From the descriptions of the 24 apps which mentioned a specific scientific technique, 11 unique conditions (§1) and 38 unique methods (§3.a.i) were identified, resulting in 49 unique literature searches being conducted – the results of which are presented in Supplementary Information 1. The most frequent combination found was the mention of cognitive behavioural therapy in relation to depression and anxiety (n = 7 and n = 6, respectively), for which positive evidence was found.14 The second most common combination was the use of “binaural beats” in relation to depression and anxiety (n = 4 and n = 3, respectively), for which no evidence could be found in the scientific literature. Other combinations described more than once were generally associated with positive evidence, including dialectical behaviour therapy for self-harm (n = 3),15 the use of the Patient Health Questionnaire (PHQ-9) for the assessment of depression (n = 3),16 the Generalised Anxiety Disorder (GAD-7) questionnaire for the assessment of anxiety (n = 2),17 and a harm reduction approach in substance use (n = 2).18 Active listening was also mentioned in reference to a range of conditions, and although no specific evidence could be identified in the literature searches, it is acknowledged that this is considered a key clinical skill.19 From the remaining combinations of techniques and conditions which were described once, the majority were also associated with positive evidence (n = 20), and the remainder with unclear evidence (n = 9) or no found evidence (n = 8).

Overall, from the 49 combinations of conditions and methods, 26 (53%) were associated with positive evidence, 13 (27%) were associated with unclear evidence, and evidence could not be found for 10 (20%). Aggregating at an app-level, a third of the apps described at least one technique for which evidence could not be found (8/24, 33%).

Discussion

Seventy-three mental health apps, representing the most highly ranked apps from the two major app stores, were examined in this study. Sixty-four percent of these apps made positive claims about their effectiveness, and 45% claimed acceptability. Statements supporting the use of the apps were presented through scientific descriptions (44%), technical expertise (32%), appeals to the “wisdom of the crowd” (19%), or lived experience involvement (14%). Of the scientific methods described, just over a half (53%) were associated with evidence in academic literature; of the apps describing specific scientific techniques, a third referred to techniques for which no evidence could be found (33%).

From a research perspective, it is perhaps reassuring that scientific language was the leading form of support employed by developers; however, this was present in fewer than half of the apps. Importantly, only two apps (2.7%) provided direct evidence associated with app use – results from a pilot study, and user-reported changes in mood after app use. One app description (1.3%) cited a validation paper for a self-report questionnaire. While these cases represent the best evidence provided by apps in this study, they still fall short of high-quality evidence obtained, for example, from randomised controlled trials.

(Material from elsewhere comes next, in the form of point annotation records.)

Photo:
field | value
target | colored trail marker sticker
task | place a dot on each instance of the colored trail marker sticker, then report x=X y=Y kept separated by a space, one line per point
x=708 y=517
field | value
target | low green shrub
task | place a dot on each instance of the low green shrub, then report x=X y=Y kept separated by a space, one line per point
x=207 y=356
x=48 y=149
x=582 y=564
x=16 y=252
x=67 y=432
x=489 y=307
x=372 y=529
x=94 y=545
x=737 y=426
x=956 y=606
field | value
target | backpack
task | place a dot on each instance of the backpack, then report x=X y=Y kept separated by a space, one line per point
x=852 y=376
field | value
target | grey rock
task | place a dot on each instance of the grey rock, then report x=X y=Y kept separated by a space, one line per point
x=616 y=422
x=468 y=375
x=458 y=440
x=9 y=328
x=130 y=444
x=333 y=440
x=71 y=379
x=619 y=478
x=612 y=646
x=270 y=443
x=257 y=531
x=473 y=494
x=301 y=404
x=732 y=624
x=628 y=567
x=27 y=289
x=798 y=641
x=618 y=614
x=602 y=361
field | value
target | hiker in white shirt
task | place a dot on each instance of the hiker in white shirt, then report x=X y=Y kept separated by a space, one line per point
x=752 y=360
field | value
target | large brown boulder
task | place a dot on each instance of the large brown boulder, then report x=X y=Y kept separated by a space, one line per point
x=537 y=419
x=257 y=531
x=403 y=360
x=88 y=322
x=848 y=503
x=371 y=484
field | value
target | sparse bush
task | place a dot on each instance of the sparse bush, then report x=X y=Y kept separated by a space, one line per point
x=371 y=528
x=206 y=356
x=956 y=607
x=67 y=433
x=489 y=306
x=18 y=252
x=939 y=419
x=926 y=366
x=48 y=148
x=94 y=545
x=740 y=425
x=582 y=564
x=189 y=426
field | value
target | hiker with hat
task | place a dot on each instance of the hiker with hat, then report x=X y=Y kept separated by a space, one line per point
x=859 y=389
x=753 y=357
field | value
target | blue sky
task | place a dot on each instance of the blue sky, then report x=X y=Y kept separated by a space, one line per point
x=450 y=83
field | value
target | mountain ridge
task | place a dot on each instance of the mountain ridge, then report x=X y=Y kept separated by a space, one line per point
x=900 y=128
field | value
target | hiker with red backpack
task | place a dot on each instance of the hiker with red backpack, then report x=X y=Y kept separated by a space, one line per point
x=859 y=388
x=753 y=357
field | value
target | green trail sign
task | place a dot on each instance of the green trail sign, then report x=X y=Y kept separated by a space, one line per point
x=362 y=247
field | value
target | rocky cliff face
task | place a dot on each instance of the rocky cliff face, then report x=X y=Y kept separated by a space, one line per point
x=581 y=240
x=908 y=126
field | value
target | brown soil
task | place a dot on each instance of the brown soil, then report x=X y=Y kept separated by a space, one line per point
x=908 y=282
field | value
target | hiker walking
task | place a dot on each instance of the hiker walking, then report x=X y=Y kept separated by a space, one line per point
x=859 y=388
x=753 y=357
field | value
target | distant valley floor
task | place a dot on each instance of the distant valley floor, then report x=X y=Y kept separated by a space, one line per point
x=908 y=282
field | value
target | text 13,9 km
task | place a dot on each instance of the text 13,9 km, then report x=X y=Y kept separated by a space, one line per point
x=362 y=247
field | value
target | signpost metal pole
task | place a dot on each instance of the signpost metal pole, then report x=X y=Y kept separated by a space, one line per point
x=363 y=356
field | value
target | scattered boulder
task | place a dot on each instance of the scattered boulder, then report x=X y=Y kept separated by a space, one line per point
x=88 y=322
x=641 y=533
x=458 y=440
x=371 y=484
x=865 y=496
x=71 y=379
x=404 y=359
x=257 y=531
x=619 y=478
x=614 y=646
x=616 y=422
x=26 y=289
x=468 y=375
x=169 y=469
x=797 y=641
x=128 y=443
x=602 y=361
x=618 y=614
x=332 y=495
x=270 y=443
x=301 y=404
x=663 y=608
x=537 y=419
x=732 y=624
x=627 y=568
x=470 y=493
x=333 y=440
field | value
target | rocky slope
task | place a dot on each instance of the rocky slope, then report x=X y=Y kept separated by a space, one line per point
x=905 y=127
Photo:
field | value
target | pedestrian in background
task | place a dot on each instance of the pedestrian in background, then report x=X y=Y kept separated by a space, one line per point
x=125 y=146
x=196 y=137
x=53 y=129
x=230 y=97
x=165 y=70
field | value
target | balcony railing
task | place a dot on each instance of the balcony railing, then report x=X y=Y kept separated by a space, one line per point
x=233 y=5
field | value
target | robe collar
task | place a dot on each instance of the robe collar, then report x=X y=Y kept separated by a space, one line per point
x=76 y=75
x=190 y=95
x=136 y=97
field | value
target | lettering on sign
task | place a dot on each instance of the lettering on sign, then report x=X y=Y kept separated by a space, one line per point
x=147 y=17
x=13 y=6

Although there may be a lack of published evidence directly supporting the use of the mental health apps examined in this review, when apps described scientific techniques more broadly, in just over half the cases these techniques were associated with good evidence from the literature. This raises the hope that apps are evidence-informed, if not necessarily evidence-based. Caution, however, is still required as apps claiming to deliver, for example, cognitive behavioural therapy for depression may have minimal concordance with the actual principles of CBT.20 Furthermore, a third of apps whose descriptions included scientific techniques referred to principles that had no evidence available in the scientific literature. Together with those apps which cited principles with conflicting evidence, and those which used general scientific language without reference to specific methods, this suggests that developers are using scientific language to appeal to consumers, regardless of the accuracy of the claims. Sector engagement with app developers and consumers may help improve the reporting and understanding of the science associated with mental health apps.

These results are also important in the context of new efforts to regulate health apps. The United States Food and Drug Administration (FDA) is exploring a Software Precertification (Pre-Cert) Pilot Program that will shift regulation towards the app manufacturers themselves and rely on “monitoring real-world performance” of apps in the wild.8 Given the variable quality of evidence identified in this study, this suggests there may be an opportunity for researchers to work with developers to identify how high-quality evidence and real-world performance data could best be captured.

Of the categories of supporting statements identified in this study, the least frequently described was the involvement of those with lived experience (14%). It is acknowledged that consumer involvement and co-design of interventions can be a key factor for their success,21,22 and conversely a lack of involvement is often associated with poor uptake and engagement of digital interventions.23 These factors highlight the potential for increased lived experience involvement in the development of mental health apps.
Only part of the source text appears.